Acute hemorrhagic leukoencephalitis (AHLE) is a rare and severe form of acute disseminated encephalomyelitis (ADEM), characterized by rapid progression and inflammation of the brain's white matter. It's often preceded by an upper respiratory infection, bacterial or viral illness, or even vaccination. An opercular syndrome is characterized by the triad of facial weakness, dysarthria, and difficulty in swallowing due to lesions in the operculum, the part of the brain that covers the insula. When AHLE is associated with opercular syndrome and scrub typhus, it presents a unique and challenging clinical condition. Here, we are presenting a case of AHLE (a subtype of ADEM), which is very rare but is also associated with scrub typhus and opercular syndrome (a rare syndrome).
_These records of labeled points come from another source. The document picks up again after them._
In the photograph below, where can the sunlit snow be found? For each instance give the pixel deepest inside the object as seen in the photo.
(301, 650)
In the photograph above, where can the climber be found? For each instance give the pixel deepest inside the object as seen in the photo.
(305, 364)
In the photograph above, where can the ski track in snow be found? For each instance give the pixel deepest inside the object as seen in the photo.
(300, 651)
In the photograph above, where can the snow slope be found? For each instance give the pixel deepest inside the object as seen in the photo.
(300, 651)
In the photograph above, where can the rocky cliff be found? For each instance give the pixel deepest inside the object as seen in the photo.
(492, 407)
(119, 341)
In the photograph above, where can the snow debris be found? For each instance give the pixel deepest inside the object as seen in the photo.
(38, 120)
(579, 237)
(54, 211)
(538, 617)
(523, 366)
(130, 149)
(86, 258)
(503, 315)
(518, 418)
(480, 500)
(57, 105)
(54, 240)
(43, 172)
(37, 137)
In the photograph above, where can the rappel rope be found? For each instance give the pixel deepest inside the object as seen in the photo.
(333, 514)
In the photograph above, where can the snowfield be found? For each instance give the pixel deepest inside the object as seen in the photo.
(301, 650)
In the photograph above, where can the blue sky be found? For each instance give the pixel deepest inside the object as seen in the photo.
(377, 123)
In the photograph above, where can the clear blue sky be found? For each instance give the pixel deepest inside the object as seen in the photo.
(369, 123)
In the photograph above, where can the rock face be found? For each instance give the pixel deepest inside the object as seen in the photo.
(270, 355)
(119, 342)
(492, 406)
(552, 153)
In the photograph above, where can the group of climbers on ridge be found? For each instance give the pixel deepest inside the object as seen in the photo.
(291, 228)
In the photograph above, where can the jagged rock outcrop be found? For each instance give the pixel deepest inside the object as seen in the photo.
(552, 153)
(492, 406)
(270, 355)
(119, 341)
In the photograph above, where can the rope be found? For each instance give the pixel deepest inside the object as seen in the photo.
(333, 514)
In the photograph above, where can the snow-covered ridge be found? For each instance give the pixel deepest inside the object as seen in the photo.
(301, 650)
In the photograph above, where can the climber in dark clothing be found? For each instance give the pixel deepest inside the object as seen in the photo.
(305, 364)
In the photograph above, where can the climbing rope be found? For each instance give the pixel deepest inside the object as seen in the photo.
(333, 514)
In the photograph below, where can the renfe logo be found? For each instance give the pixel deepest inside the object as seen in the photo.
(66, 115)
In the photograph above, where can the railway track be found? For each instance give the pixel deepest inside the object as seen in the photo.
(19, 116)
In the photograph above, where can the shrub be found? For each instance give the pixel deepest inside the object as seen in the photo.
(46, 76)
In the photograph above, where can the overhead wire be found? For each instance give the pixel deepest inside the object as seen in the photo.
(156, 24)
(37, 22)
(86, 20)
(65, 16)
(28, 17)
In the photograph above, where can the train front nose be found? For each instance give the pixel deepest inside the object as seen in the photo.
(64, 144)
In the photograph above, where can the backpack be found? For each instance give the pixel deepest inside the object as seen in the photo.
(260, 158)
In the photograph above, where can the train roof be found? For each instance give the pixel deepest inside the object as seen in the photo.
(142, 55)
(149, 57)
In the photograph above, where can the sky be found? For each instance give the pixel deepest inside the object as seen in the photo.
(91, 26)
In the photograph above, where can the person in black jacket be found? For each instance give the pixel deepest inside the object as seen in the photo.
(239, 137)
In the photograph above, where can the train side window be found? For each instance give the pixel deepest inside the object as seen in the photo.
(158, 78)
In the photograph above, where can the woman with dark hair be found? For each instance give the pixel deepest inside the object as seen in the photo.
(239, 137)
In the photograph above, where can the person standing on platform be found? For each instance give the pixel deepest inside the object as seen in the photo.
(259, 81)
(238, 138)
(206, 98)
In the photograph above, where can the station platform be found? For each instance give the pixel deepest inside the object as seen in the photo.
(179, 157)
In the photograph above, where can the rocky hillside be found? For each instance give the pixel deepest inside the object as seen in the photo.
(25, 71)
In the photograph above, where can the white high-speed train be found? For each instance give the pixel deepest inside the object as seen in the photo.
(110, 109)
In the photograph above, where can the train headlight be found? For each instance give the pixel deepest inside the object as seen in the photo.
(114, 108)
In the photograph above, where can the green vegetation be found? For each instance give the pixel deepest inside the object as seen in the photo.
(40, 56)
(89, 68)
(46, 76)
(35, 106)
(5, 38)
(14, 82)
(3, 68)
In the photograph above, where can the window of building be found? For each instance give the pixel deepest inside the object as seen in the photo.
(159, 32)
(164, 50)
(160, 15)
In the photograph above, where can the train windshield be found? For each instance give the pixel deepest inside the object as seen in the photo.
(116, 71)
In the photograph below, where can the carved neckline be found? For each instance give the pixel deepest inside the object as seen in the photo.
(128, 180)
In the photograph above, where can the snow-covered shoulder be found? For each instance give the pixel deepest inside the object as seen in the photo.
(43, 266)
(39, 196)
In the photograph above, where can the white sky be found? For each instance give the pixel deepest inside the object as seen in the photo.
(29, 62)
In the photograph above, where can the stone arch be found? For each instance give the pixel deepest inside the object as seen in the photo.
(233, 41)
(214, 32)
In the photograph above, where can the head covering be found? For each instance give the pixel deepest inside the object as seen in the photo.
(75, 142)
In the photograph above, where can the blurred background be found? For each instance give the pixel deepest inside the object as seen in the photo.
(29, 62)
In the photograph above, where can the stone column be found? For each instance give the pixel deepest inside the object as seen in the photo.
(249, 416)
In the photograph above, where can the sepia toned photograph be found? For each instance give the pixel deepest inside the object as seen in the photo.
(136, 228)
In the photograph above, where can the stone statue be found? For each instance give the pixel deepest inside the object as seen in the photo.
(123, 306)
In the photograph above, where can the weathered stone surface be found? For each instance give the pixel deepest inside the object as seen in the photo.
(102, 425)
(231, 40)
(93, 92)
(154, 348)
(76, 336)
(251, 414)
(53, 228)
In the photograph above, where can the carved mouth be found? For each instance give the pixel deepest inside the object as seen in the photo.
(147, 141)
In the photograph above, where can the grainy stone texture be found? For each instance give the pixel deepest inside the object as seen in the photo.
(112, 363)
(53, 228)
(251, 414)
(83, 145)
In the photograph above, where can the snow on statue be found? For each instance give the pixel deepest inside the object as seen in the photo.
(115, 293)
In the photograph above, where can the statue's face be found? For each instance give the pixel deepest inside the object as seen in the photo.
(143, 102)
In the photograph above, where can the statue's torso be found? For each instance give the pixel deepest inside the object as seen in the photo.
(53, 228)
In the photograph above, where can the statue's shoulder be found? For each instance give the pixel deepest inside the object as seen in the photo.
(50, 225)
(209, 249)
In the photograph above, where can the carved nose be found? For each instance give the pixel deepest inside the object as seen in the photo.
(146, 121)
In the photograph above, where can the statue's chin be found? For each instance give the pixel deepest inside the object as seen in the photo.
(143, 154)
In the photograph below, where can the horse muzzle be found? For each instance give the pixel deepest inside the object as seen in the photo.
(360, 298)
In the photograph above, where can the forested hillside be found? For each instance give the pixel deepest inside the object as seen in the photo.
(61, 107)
In this way, the presenting case becomes the rarest of rare or most exceptional.

Case report

A complex clinical case involving a 12-year-old girl, who had the symptoms of fever, vomiting, headache, focal seizure, and altered sensorium for the last 25 days, she was initially diagnosed as tuberculous meningitis (TBM) in an outside hospital, but there was no significant improvement with standard anti-tubercular therapy (ATT). Due to no notable improvement, she was brought to our institute (IMS, BHU) for further evaluation suggests a need for a comprehensive approach to uncover any underlying conditions that may be contributing to her symptoms. The additional and necessary investigations, such as fever workup, repeat CSF analysis, routine blood tests, and MRI brain, were crucial steps in this process. The serum of the patient was positive for IgM scrub typhus suggesting an active infection. The presence of lymphocytic pleocytosis, elevated protein, and reduced sugar in the CSF indicate inflammation and dysfunction within the central nervous system (CNS). The MRI findings of extensive subcortical and white matter changes with haemorrhage further suggest AHLE. Symptoms and MRI features also projected the diagnosis of opercular syndrome. CSF neuro-infection panel was negative. Stopping ATT and initiating pulse steroid therapy along with doxycycline was a prudent decision. Doxycycline is the treatment of choice for scrub typhus, and the addition of pulse steroid therapy aims to reduce inflammation and prevent further neurological damage.

Conclusion

AHLE (Acute Hemorrhagic Leukoencephalitis) is indeed a severe and often fatal condition, and its association with scrub typhus and opercular syndrome presents a unique and challenging clinical scenario. Given its rarity and the potential for misdiagnosis or lack of recognition, highlighting such cases can be crucial in increasing awareness among healthcare professionals. Moreover, documenting such rare occurrences can contribute significantly to the medical literature, providing valuable insights into the clinical features, pathophysiology, and management strategies of these conditions. This, in turn, can guide future research and clinical practice, potentially leading to advancements in diagnosis and treatment.